UPDATED: Backpage.com CEO Arrested for Sex Trafficking, Lawyer Calls It ‘Election-Year Stunt’
Carl Ferrer, Backpage.com’s CEO, was arrested by Texas authorities on Thursday. They say he enabled human trafficking by letting certain classified sex ads onto his website.
“Making money off the backs of innocent human beings by allowing them to be exploited for modern-day slavery is not acceptable in Texas,” Attorney General Ken Paxton said in a statement obtained by LawNewz.com. “I intend to use every resource my office has to make sure those who profit from the exploitation and trafficking of persons are held accountable to the fullest extent of the law.”
Alleged victims of the trafficking include adults and children, he said.
Backpage is basically Craiglist’s shadier little brother. Both companies let you post classifieds for pretty much anything, but Ferrer’s has a reputation for loose rules: various sex trafficking and drug trafficking allegations have originated from their ads.
Update – October 8, 10:37 a.m.: Backpage.com’s General Counsel Liz McDougall sent a statement to Law Newz.com, calling the arrest “illegal” and “an election year stunt.”

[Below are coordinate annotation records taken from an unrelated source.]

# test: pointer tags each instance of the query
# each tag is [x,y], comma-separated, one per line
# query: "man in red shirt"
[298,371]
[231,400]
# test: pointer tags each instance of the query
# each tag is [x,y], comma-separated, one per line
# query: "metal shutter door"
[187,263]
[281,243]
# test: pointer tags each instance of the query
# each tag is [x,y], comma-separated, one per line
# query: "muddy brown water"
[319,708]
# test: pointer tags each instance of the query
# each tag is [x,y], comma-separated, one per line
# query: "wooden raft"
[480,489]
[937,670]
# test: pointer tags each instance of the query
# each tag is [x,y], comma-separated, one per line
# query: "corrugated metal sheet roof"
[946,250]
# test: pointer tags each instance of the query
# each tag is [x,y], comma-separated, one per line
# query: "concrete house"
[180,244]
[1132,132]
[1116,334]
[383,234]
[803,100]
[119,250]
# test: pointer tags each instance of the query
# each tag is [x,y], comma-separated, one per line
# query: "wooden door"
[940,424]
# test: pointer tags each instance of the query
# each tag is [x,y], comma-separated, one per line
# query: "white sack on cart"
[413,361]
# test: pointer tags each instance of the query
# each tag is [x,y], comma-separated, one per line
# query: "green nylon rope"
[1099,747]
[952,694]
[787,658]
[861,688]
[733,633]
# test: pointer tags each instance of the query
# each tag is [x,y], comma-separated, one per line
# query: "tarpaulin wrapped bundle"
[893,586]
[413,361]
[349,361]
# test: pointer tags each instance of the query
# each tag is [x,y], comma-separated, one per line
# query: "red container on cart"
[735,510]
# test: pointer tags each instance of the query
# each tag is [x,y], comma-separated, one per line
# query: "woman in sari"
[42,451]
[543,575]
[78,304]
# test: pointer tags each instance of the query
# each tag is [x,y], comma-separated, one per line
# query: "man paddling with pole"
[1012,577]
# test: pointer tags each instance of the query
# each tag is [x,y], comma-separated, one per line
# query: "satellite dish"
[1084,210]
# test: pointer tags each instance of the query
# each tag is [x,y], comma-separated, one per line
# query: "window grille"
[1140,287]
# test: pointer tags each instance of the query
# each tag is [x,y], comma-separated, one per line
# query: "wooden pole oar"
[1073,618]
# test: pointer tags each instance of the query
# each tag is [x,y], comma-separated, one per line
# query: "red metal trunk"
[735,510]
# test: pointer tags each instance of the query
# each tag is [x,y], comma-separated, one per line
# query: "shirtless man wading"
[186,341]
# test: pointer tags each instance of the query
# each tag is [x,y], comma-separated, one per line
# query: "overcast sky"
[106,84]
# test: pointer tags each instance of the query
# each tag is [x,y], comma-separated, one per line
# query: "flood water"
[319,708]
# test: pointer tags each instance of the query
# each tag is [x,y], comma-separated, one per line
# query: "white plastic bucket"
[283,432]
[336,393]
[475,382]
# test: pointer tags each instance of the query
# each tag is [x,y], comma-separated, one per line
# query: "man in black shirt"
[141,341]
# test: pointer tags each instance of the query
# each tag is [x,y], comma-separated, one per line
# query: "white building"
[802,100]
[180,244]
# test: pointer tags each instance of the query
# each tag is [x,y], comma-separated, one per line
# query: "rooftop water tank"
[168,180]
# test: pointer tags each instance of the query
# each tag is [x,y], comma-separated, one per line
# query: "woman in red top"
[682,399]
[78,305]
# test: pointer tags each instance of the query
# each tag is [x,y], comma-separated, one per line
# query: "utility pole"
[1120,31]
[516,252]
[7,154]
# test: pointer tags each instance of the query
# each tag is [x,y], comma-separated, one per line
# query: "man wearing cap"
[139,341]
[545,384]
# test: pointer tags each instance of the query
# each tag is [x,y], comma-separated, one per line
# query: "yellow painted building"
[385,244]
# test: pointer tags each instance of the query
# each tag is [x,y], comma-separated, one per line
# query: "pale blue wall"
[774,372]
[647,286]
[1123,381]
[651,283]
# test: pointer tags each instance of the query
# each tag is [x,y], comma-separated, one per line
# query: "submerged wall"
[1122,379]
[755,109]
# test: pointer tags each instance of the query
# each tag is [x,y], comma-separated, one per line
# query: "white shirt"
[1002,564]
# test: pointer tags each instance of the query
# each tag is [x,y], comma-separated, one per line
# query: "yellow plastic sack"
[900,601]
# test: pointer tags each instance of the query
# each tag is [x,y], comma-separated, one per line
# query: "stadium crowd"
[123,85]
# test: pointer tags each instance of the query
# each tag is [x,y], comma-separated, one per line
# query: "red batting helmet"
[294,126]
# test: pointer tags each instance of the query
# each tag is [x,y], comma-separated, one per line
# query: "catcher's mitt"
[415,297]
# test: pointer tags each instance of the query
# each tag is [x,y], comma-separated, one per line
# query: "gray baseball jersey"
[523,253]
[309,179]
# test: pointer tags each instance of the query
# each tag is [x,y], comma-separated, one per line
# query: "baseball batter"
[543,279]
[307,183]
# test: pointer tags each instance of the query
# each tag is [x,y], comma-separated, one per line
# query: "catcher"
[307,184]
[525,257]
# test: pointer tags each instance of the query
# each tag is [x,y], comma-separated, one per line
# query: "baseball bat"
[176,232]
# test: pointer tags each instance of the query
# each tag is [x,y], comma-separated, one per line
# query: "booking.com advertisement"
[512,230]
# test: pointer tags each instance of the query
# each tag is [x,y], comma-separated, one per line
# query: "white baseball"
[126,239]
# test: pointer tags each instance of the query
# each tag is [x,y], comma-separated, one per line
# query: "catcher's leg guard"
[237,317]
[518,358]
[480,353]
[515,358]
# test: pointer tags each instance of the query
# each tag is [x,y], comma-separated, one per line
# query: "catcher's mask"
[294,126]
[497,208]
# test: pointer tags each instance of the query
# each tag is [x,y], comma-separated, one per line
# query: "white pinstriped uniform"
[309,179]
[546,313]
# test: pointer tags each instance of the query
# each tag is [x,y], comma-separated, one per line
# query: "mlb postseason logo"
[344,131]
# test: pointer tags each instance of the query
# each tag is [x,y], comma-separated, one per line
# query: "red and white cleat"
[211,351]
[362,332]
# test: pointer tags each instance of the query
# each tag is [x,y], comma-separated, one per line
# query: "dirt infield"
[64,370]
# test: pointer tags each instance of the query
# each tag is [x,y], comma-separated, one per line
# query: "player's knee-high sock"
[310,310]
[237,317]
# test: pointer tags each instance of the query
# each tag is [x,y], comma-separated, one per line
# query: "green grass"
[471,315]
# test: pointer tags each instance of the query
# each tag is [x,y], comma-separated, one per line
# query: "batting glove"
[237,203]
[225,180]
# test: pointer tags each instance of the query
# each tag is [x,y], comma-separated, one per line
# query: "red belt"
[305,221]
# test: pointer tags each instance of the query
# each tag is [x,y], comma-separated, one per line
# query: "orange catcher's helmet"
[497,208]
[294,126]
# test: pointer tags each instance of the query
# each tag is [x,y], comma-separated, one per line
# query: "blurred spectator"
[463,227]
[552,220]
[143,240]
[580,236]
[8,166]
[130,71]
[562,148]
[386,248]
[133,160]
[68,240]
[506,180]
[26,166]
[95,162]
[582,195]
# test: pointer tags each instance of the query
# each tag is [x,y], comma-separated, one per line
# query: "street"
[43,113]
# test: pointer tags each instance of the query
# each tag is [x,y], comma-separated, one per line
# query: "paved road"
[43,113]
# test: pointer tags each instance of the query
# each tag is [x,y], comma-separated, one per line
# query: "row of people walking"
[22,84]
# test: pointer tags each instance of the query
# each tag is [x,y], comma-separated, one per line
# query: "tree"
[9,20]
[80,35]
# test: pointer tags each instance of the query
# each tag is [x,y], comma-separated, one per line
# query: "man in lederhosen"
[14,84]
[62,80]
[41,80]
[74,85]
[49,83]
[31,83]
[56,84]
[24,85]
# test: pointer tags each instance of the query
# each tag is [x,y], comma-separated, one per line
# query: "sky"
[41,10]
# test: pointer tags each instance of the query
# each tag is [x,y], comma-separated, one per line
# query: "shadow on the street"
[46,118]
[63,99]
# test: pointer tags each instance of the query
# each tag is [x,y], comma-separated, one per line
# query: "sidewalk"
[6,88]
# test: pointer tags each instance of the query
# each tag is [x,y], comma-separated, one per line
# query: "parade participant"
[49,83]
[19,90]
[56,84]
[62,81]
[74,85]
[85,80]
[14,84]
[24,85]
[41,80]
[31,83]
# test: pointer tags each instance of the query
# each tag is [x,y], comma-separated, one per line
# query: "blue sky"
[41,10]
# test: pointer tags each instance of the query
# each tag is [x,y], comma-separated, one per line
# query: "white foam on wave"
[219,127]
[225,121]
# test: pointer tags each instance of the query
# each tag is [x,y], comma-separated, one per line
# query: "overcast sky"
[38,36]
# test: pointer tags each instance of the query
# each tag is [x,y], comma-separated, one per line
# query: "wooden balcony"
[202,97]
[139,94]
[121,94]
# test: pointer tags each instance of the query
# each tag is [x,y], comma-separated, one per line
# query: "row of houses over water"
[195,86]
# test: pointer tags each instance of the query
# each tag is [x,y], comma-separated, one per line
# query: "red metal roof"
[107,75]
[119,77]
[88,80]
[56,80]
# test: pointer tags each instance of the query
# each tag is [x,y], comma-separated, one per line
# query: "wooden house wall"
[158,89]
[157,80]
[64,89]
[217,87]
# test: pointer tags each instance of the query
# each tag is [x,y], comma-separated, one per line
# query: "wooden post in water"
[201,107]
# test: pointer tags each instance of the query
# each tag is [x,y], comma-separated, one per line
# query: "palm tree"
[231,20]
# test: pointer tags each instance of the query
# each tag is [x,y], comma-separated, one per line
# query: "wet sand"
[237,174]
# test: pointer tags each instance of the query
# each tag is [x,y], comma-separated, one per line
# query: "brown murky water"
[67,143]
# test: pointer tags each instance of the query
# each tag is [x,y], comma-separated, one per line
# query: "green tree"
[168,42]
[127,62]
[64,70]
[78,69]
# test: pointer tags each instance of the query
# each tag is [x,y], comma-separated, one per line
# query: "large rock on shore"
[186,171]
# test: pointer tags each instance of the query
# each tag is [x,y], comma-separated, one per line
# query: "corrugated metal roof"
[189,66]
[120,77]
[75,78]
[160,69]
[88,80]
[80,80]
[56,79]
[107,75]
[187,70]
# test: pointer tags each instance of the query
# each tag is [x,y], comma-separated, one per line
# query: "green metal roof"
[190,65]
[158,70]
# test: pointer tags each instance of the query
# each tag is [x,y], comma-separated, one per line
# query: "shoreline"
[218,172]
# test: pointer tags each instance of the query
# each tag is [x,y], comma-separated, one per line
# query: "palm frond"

The raid of Backpage.com’s Dallas office and the arrest of its CEO is an election year stunt, not a good-faith action by law enforcement. The complaint and search warrant make clear that (1) prostitution ads violate Backpage.com’s policies against the posting of illegal content, (2) the company blocked the posting of ads using terms that violated those policies, and (3) Backpage.com removed ads when contacted by law enforcement. The actions of the California and Texas Attorneys General are flatly illegal. They ignore the holdings of numerous federal courts that the First Amendment protects the ads on Backpage.com. The actions of the Attorneys General also violate Section 230 of the Communications Decency Act preempting state actions such as this one and immunizing web hosts of third-party created content. Backpage.com will take all steps necessary to end this frivolous prosecution and will pursue its full remedies under federal law against the state actors who chose to ignore the law, as it has done successfully in other cases.